Musings of a dad with too much time on his hands and not enough to do. Wait. Reverse that.

Tag: jupyter_notebook (Page 4 of 17)

Poor man’s database modeling

What can Donald do if he can’t afford an ERD modeling tool?

Although I’m no database administrator, every-so-often I need to model out table relationships as part of some new project. Most folks would use a tool like Microsoft Visio to model their entity relationships. However, Visio costs money and I don’t have it…er, I don’t have Visio. (I don’t have much money, either, given the exorbitant costs of college these days.)

So, what’s a cheapskate like myself to do? Why, use free tools, that’s what! Lately, I’ve found some joy in the combination of SQLite and DBeaver.

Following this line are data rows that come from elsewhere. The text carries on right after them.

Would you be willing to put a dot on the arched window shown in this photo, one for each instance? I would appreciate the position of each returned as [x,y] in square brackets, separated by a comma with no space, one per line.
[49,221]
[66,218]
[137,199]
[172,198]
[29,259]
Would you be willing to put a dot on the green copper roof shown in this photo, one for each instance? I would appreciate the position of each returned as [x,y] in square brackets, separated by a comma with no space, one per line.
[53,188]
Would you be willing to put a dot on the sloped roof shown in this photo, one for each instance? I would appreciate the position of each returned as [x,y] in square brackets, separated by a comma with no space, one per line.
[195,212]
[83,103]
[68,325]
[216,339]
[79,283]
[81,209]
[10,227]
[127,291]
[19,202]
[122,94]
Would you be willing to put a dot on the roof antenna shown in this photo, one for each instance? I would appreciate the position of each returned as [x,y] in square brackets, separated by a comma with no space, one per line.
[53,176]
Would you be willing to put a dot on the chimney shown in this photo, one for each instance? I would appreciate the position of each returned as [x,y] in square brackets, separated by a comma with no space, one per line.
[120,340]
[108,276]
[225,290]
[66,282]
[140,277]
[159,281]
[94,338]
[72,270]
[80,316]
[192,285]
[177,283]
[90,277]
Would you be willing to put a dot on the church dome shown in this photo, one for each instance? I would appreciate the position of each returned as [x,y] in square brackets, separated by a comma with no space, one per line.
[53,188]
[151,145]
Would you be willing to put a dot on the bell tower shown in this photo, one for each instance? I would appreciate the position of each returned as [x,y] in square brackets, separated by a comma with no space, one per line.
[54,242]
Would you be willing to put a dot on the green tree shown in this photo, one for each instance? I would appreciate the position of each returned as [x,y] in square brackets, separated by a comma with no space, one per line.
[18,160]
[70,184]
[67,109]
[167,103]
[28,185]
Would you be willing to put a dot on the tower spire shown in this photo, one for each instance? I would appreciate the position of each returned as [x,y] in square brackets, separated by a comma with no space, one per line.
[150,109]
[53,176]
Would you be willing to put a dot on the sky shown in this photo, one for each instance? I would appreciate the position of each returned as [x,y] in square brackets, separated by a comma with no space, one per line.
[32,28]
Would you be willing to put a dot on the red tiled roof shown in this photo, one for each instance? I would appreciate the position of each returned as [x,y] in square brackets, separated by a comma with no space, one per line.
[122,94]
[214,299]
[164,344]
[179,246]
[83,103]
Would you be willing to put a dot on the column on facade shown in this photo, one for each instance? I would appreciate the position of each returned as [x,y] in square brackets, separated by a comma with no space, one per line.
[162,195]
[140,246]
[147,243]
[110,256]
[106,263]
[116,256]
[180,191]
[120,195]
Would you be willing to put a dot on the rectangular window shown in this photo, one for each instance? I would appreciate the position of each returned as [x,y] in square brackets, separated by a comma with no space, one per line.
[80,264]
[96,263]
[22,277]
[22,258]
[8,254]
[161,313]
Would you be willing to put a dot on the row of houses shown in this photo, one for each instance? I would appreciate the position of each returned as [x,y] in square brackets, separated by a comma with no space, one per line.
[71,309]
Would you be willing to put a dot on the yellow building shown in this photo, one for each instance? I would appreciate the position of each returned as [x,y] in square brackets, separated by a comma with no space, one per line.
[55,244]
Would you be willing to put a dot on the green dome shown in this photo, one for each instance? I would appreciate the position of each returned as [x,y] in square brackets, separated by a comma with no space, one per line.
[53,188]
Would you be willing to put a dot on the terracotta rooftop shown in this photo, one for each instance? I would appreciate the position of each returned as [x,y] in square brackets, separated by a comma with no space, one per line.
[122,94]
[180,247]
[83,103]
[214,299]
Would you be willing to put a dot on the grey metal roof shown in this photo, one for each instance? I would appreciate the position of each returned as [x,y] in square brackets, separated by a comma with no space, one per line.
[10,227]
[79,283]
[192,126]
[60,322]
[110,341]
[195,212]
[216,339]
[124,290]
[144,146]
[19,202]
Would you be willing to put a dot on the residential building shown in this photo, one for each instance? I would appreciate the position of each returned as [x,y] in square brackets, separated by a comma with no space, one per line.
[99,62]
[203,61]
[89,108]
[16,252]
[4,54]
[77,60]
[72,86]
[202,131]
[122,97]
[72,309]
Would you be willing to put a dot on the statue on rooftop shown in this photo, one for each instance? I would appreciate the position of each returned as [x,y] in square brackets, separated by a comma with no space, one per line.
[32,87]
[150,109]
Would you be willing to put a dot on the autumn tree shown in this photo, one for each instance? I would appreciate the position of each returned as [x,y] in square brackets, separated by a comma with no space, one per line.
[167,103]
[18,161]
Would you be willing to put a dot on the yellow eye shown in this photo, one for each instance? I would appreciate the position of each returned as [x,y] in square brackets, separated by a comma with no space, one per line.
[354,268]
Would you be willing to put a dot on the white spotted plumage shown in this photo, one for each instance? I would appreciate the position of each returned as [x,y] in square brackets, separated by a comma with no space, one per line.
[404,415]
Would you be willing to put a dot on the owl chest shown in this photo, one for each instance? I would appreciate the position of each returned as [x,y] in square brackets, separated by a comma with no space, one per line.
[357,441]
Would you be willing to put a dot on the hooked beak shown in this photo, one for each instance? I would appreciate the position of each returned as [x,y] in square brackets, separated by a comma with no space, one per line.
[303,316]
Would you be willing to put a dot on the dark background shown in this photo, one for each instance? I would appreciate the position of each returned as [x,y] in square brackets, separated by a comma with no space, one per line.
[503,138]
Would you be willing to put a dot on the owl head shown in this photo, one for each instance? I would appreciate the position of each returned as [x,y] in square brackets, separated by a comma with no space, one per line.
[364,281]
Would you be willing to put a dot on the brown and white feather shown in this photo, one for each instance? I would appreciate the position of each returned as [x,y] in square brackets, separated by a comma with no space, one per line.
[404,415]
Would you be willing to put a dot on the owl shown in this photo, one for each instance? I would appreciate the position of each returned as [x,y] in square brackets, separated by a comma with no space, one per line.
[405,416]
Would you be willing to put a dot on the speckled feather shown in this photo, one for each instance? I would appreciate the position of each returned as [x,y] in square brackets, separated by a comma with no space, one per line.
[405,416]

Step 1: Code out your database

In a text editor like Notepad++, start coding out your database. Let’s take the canonical example of an orders database. You might rough out some of those tables with the following script:

DROP TABLE IF EXISTS items;
CREATE TABLE items(
	item_key VARCHAR(64) NOT NULL,
	item_desc VARCHAR(100),
	unit_price DECIMAL(5,2),
	CONSTRAINT item_pk PRIMARY KEY (item_key)
);

DROP TABLE IF EXISTS customers;
CREATE TABLE customers(
	customer_key VARCHAR(64) NOT NULL,
	customer_name VARCHAR(100),
	CONSTRAINT customer_pk PRIMARY KEY (customer_key)
);

DROP TABLE IF EXISTS orders;
CREATE TABLE orders(
	order_key VARCHAR(64) NOT NULL,
	customer_fk VARCHAR(64) NOT NULL,
	order_date DATETIME DEFAULT CURRENT_TIMESTAMP,
	CONSTRAINT order_pk PRIMARY KEY (order_key),
	CONSTRAINT customer_foreign_key FOREIGN KEY (customer_fk) REFERENCES customers(customer_key)
);

DROP TABLE IF EXISTS order_details;
CREATE TABLE order_details(
	order_fk VARCHAR(64) NOT NULL,
	item_fk VARCHAR(64) NOT NULL,
	quantity INTEGER,
	CONSTRAINT order_detail_pk PRIMARY KEY (order_fk, item_fk),
	CONSTRAINT order_foreign_key FOREIGN KEY (order_fk) REFERENCES orders(order_key),
	CONSTRAINT item_foreign_key FOREIGN KEY (item_fk) REFERENCES items(item_key)
);

Save your script to a file like orders_db.sql.

Step 2: Generate a SQLite database

Now, pipe your script into SQLite to generate your orders database. In Windows, you can open a command shell and run a command like the following:

C:\sqlite-tools-win32-x86-3300100\sqlite3.exe orders.db < orders_db.sql

Step 3: Open your database in DBeaver

DBeaver supports tens of different types of databases, including SQLite. Creating a connection to your newly created SQLite database is relatively easy. Follow the guide to creating a new connection. When it comes time to select your database type, you can click the “SQL” tab and scroll down until you find the selection for SQLite. All your connection needs is a path to the database file you created in Step 2–in my example, I called the database orders.db.

Step 4: Create an ER diagram from the tables in your database

DBeaver includes a cool feature called Entity Relation Diagrams where it allows you to easily visualize your database. In the application, you can select File > New from the menu and find the ER Diagram selection under the DBeaver folder. From there, you should be presented with a list of available databases including the one you setup in Step 2. Go to your orders database, find your tables, and select all of them. Once you name your ER Diagram, you should be able to click the Finish button. If all goes well, you should see a visual like the following:

My ER Diagram in DBeaver (in dark mode)

Having a visual of your database helps you identify missing columns, bad or missing relationships, etc. You should now be able to identify these problems, go back to Step 1 with the code to fix them, and repeat the steps again until your model starts to look more appropriate. With my tables visualized in an ER diagram, I find it easier to share and discuss my ideas with teammates rather than trying to talk through the code. ER diagrams also make for good images in documentation.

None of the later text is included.